Lukas hat auch dieses erstaunliche Ereignis festgehalten:

„Während sie noch darüber redeten, trat er selbst in ihre Mitte und sagte zu ihnen: Friede sei mit euch!

Sie erschraken und hatten große Angst, denn sie meinten, einen Geist zu sehen.

Da sagte er zu ihnen: Was seid ihr so bestürzt? Warum laßt ihr in eurem Herzen solche Zweifel aufkommen?

Seht meine Hände und meine Füße an: Ich bin es selbst. Faßt mich doch an, und begreift: Kein Geist hat Fleisch und Knochen, wie ihr es bei mir seht.” (Lukas 24:36-39.)

Diese Szene lebt in meinem Herzen, denn sie kündigt uns allen die Unsterblichkeit an. Sie versichert uns, daß das Leben nach dem Tod weitergeht - frei von irdischen Schmerzen und irdischem Kummer der Erde.

Sein Sühnopfer

Jesus nahm in Getsemani und am Kreuz die Sünden von uns allen auf sich. Er ist gestorben, damit wir leben. Wer von uns hat noch nicht den Schmerz der Sünde erfahren? Wer braucht nicht dringend den Balsam göttlicher Vergebung, um seine verwundete Seele zu heilen? Lehi hat seinem Sohn Jakob erklärt:

„Darum kommt die Erlösung im heiligen Messias und durch ihn; denn er ist voller Gnade und Wahrheit.

Siehe, er bringt sich selbst als Opfer für Sünde dar, um dem Zweck des Gesetzes Genüge zu leisten für alle, die ein reuiges Herz und einen zerknirschten Geist haben; und für niemanden sonst kann dem Zweck des Gesetzes Genüge geleistet werden.” (2 Nephi 2:6,7.)

Sein Opfer war das große und letzte, es war ein „unbegrenztes und ewiges Opfer”, das niemand als der sündenlose Sohn Gottes bringen konnte (siehe Alma 34:10).
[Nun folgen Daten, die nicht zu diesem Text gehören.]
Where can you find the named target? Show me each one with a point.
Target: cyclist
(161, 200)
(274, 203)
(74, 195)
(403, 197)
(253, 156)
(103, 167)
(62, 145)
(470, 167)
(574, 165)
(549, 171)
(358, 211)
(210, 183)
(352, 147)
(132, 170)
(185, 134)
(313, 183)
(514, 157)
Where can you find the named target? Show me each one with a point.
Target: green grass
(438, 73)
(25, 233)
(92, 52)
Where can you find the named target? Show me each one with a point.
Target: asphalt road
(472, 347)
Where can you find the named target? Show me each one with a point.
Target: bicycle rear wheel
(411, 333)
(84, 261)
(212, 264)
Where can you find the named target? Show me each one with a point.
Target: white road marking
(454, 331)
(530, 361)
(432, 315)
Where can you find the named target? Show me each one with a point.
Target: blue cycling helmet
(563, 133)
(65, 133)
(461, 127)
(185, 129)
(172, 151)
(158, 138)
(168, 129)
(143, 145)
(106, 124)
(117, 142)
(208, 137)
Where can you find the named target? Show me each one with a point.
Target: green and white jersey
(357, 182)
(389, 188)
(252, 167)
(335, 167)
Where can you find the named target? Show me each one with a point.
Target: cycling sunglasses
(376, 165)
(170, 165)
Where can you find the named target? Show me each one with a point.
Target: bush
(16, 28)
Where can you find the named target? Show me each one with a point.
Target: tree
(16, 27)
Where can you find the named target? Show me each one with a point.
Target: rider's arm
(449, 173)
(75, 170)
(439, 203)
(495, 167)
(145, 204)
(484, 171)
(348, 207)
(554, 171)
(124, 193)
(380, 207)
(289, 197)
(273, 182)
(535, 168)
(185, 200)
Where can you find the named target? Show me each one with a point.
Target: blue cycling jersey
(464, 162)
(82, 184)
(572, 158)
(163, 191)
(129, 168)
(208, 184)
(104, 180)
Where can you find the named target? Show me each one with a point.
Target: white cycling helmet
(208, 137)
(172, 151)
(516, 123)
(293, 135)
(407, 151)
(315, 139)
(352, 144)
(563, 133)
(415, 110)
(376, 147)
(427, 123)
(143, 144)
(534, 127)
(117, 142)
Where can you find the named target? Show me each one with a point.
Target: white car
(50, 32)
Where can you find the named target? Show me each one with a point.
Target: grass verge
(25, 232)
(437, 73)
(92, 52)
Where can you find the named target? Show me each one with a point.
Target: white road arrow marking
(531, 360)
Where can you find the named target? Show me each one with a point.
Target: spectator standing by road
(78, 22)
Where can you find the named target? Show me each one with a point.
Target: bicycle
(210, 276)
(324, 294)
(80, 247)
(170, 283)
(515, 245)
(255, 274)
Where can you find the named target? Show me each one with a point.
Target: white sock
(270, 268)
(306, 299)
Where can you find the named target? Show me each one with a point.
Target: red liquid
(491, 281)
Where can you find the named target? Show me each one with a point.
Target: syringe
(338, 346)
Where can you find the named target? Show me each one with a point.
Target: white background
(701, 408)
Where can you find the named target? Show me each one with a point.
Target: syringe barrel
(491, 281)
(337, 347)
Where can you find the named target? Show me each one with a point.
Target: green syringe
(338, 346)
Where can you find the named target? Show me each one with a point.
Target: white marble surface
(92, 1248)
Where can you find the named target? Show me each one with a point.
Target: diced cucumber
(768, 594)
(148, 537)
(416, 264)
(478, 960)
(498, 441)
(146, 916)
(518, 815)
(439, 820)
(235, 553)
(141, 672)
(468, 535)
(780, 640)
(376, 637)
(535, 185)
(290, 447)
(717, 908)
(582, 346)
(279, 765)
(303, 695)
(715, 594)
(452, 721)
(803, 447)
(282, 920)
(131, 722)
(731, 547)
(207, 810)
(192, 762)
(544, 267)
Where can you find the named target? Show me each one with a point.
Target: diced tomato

Er ist „der Weg und die Wahrheit und das Leben” (Johannes 14:6), und er hat uns den Weg zum ewigen Leben eröffnet. Warum sollten wir die Einladung zur Errettung nicht annehmen, die Petrus folgendermaßen formuliert: „Werft alle eure Sorge auf ihn, denn er kümmert sich um euch”? (l Petrus 5:7.)

Sein Auftrag

„Wie wichtig ist es daher, daß den Bewohnern der Erde all dies verkündet wird.” (2 Nephi 2:8.) Jesus hat missionarischen Eifer an den Tag gelegt, den inständigen Wunsch, daß alle Kinder Gottes die Segnungen des Evangeliums erfahren. Ist es nicht interessant, daß in jedem der Evangelien das letzte Kapitel den Aufruf des auferstandenen Herrn enthält, das Evangelium zu verkünden?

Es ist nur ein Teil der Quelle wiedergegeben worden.